8.Bölüm

222 83 26
                                        

"Sadece bir aptal suyun derinliğini iki ayağıyla test eder."

     Harun bardağı yerden alıp tekrar doldurdu. Buyur bacım kusura bakma? Normalde nazlanırdım. Fakat iyi değildim. Alıp bardağı içtim.Kocası kadının kolundan tutup dışarı götürdü. Küçük oğlan ve babası. Sen annemin kusuruna bakma Ayşe?

    Sesimi çıkarmadan ayranı içip kalktım.Mehmet'in ateşine baktım. Ateşi nispeten düşmüştü. Düşmüş ateşi sirkeli suya gerek yok. Bir daha üstüne kalın şeyler örtmeyelim.Sargıları kirlenmiş. Harun'a dönüp yardım ette sargıların değiştirelim. Tamam dedi. Meryem'den kaynamış su istedim. Sargı bezleri de az kamıştı.

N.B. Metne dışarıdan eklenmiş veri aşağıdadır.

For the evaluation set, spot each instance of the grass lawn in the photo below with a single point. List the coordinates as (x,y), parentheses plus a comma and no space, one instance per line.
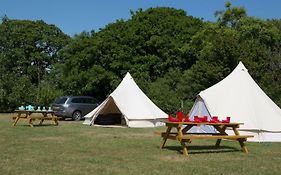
(73,148)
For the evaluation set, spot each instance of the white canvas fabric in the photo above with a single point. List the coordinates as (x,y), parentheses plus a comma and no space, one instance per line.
(239,97)
(129,100)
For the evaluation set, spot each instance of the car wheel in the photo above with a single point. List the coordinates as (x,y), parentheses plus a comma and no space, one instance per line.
(77,115)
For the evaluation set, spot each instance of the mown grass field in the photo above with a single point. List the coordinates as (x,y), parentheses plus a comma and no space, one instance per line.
(73,148)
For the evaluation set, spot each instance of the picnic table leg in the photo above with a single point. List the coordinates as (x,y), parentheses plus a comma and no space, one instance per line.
(16,120)
(184,148)
(222,132)
(165,137)
(55,119)
(42,120)
(243,146)
(30,121)
(241,141)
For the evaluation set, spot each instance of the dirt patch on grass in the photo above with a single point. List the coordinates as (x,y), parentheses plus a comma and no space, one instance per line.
(48,139)
(176,158)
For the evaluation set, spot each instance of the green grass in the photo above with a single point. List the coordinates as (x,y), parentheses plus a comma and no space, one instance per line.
(73,148)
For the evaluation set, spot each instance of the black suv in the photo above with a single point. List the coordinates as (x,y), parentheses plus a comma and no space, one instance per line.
(75,107)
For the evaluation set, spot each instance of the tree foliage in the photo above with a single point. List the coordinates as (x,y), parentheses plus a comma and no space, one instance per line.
(28,51)
(172,56)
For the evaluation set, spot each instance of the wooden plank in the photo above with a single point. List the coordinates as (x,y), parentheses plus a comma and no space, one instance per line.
(235,137)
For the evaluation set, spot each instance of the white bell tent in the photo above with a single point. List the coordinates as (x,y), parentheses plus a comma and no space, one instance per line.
(239,97)
(129,106)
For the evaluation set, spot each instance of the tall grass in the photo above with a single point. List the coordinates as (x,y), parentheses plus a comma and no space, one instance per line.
(73,148)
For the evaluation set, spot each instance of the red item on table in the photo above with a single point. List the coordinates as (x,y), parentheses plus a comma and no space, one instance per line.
(196,119)
(186,119)
(172,119)
(180,115)
(214,119)
(227,120)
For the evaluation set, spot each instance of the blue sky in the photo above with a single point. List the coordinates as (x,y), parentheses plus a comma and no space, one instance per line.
(75,16)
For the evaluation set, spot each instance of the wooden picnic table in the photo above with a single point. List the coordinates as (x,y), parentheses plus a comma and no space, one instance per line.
(183,136)
(30,116)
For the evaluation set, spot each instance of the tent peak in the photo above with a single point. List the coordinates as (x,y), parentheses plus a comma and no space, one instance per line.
(241,67)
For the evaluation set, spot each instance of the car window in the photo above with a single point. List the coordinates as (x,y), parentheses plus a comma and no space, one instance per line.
(90,100)
(77,100)
(60,100)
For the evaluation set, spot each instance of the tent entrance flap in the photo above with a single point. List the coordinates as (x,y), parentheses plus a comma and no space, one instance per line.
(110,115)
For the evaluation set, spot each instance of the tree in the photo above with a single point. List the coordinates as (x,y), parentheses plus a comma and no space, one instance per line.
(28,50)
(231,15)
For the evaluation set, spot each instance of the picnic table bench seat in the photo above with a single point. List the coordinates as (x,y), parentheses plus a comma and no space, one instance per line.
(183,136)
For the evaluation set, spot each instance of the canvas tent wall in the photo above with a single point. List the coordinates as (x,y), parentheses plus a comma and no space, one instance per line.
(239,97)
(129,102)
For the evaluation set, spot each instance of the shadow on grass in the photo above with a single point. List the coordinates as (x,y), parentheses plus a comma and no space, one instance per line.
(36,125)
(203,149)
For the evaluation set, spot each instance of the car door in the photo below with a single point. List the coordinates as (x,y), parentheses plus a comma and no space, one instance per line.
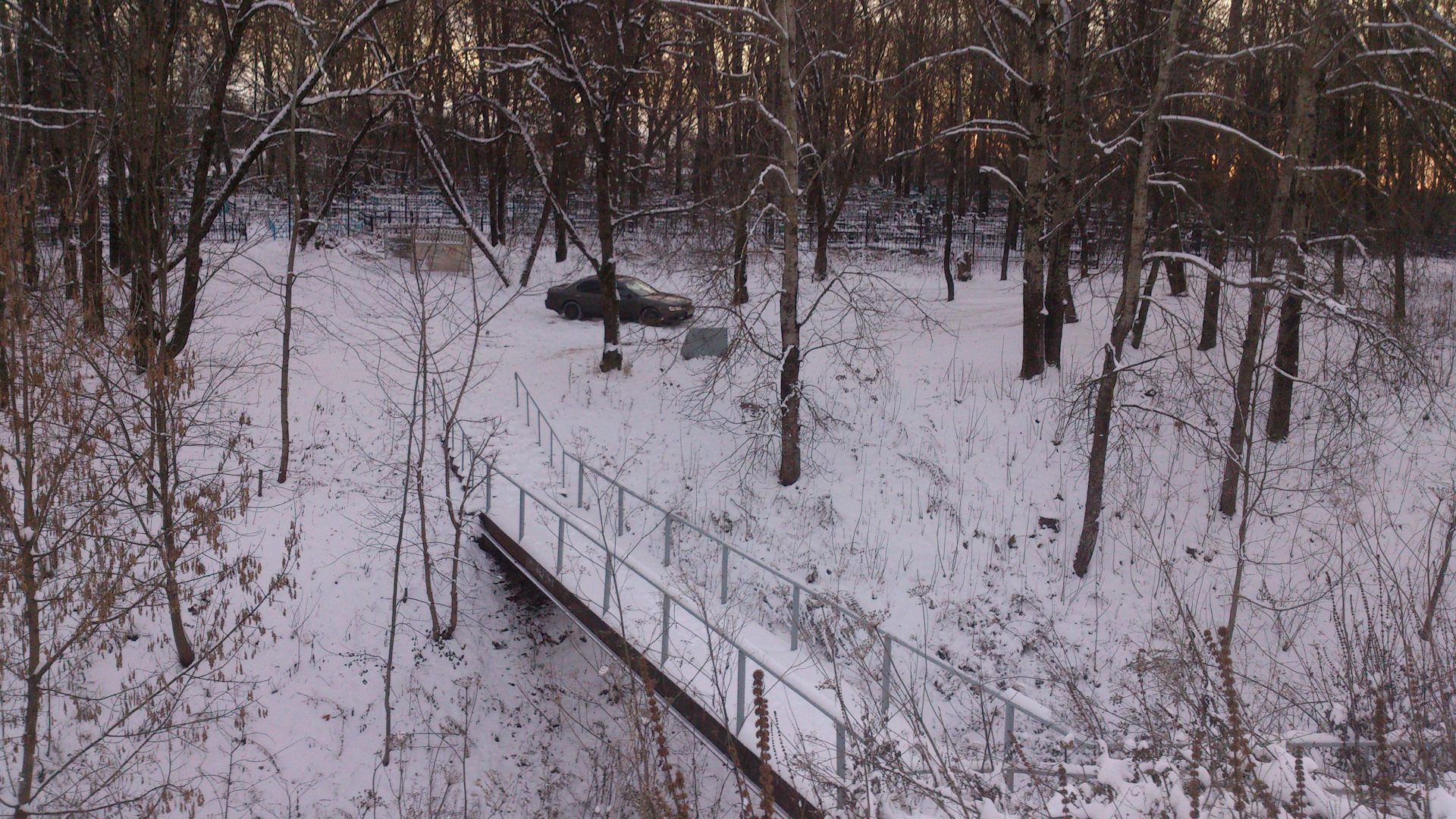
(629,303)
(588,295)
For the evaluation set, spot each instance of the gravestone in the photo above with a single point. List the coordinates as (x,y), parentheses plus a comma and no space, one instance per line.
(436,246)
(704,341)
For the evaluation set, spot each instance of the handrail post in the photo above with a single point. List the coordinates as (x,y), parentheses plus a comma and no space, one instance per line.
(886,672)
(839,749)
(1011,741)
(606,586)
(622,507)
(743,679)
(667,623)
(561,542)
(794,624)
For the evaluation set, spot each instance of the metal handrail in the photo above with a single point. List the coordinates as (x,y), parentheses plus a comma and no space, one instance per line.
(1014,700)
(672,598)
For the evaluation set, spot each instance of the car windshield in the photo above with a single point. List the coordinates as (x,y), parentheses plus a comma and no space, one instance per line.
(639,287)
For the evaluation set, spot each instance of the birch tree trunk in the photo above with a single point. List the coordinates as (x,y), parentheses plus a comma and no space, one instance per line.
(1219,222)
(1128,297)
(1296,148)
(789,395)
(1034,243)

     Yarın halime anadan malzeme almaya gideyim. Meryem olur beraber gideriz. Kız başınıza hayatta olamaz. Ben götürürüm? Tamam dedim sargıları değiştirdim. Ayşe bana sarımsak getirir misin ? Tabi ki de ne için istiyorsun? Ayrana katıp ona vereceğim. Harun yanıma gelip. Ağabeyimin adı Mehmet namı diğer Kara Mehmet? Peki dedim Meryem'e hadi dedim sana da çorba getireyim mi? Hayır hala midem bulanıyor. Siz uyuyabilirsiniz? Ben buradayım. Yemek falanda ye ? Tamam sağ ol .

     Ağabeyim annem için çok değerlidir. Sen onun kusuruna bakmayasın. İçeri babası girdi. Bir daha bu odaya girip işime karışmazsa hiç bir şeyine bakmam. Bir daha öyle bir şey olamayacak affet kızım dedi babası? Estağfurullah.

     Bu arada kaleden ne haber komutanınız ne alemde? Haberler iyi değil? Ama baban azrailin elinden adam alacak cinsten bir doktor. Eşkıya bölgesinde ne işiniz vardı. Bu çok uzun bir konu daha sonra anlatsam efendim. Efendim değil? Cemal amca. Peki Cemal amca dedim.

  Cemal amca Harun'a bakıp Hadi git biraz sende dinlen. Ben buradayım. Baba ama sende yorgunsun. Git dedim. Emir büyük yerden dedim. O dışarı çıkınca adam gidip Mehmet'in alnına dokundu. Ateşi düşmüş. Eğer üzerini kalın örtersek yine çıkar. Tamam ķızım hekim olan sensin. Ben hekim değilim. Ama babam öyleydi.

       Ne oldu? Yanlış zamanda yanlış yerdeydi. Sonrada yaşamak için yer değiştiriyoruz. Anladım. Uzunca bir süre sesizlik oldu.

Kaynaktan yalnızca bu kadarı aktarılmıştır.